Geraldine Van der Auwera, PhD

• karolinska InstitutetMember Posts: 4

Hello, Could you please comment which will be a good starting value for -stand_call_conf when performing HaplotypeCaller in RNA-seq data. Thanks

The RNAseq doc specifies a call threshold of 20.

Geraldine Van der Auwera, PhD

• USAMember Posts: 7

I have 19 samples (WGS). As recommended by best practices, I ran HaplotypeCaller on individual samples to generate the corresponding gVCF file. The problem is, it takes a huge amount of time (~99 hours). Is there a way to shorten this time amount.
Also I was curious, if I called HaplotypeCaller with multiple BAM files (different samples) directly to generate raw variants, will it give me incorrect results?
I mean for exome data, I would definitely first generate gVCFs; but for WGS data, given that it takes so much time, can we directly call HaplotypeCaller for vcf files (in the interest of time saving).

Thanks
Abhishek

@abhishek_maj08 Calling HC on multiple samples takes a lot of time as well -- the computationl resource expenditure increases dramatically. So we parallelize HaplotypeCaller over intervals to accelerate processing. We have a intervals that are appropriate for WGS, if you need it.

Geraldine Van der Auwera, PhD

• USAMember Posts: 7

@Geraldine_VdAuwera Yes please. It will be very helpful if you provide the intervals. Also just to clarify, when you are talking about parallelizing HC, are you talking about generating GVCF or the joint analysis?
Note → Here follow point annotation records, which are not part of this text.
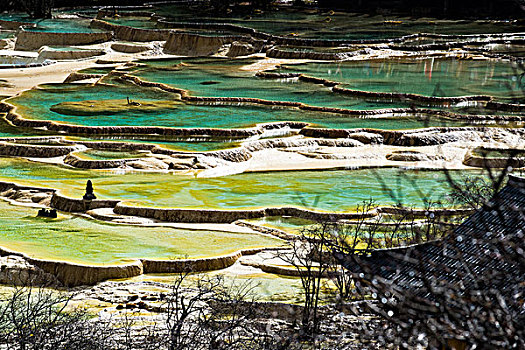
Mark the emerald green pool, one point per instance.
(229, 78)
(224, 78)
(93, 154)
(62, 22)
(430, 77)
(323, 190)
(79, 240)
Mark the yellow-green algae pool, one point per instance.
(79, 240)
(337, 190)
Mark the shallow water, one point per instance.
(429, 77)
(325, 25)
(324, 190)
(73, 24)
(225, 78)
(85, 241)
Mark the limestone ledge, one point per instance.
(30, 41)
(229, 216)
(26, 195)
(47, 53)
(36, 151)
(14, 25)
(194, 45)
(17, 120)
(68, 274)
(396, 97)
(130, 48)
(418, 137)
(127, 33)
(77, 162)
(479, 161)
(74, 205)
(399, 97)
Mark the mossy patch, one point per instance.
(110, 107)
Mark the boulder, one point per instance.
(239, 48)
We parallelize both over the same intervals. Our workflow for the first part of the pipeline (up to GVCF) is available here if you want to check it out, and we have some additional workflows coming out soon for the rest.

The intervals lists are in our resource bundle -- see the Downloads page for details of how to access it.
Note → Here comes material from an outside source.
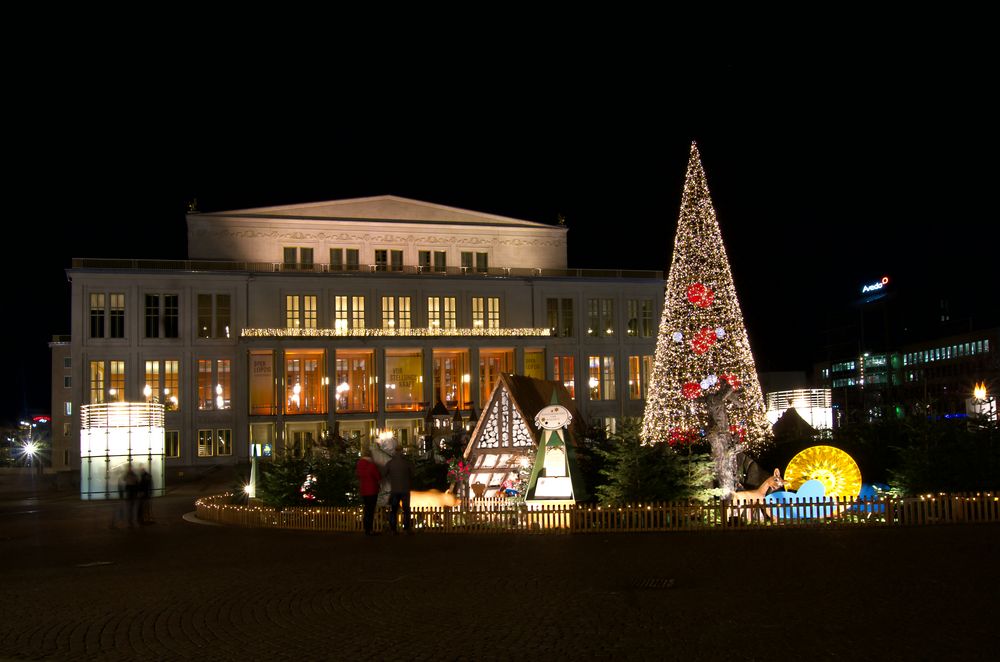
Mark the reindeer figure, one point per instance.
(749, 501)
Geraldine Van der Auwera, PhD

• USAMember Posts: 7

@Geraldine_VdAuwera
Thank you for the workflow. I was looking at the wgs_calling_regions.hg38.interval_list and I observed that there are chunks in each chromosome that have been left out. Could you please tell me how these intervals were selected/chosen? I mean why a segment of a chromosome is selected or left out?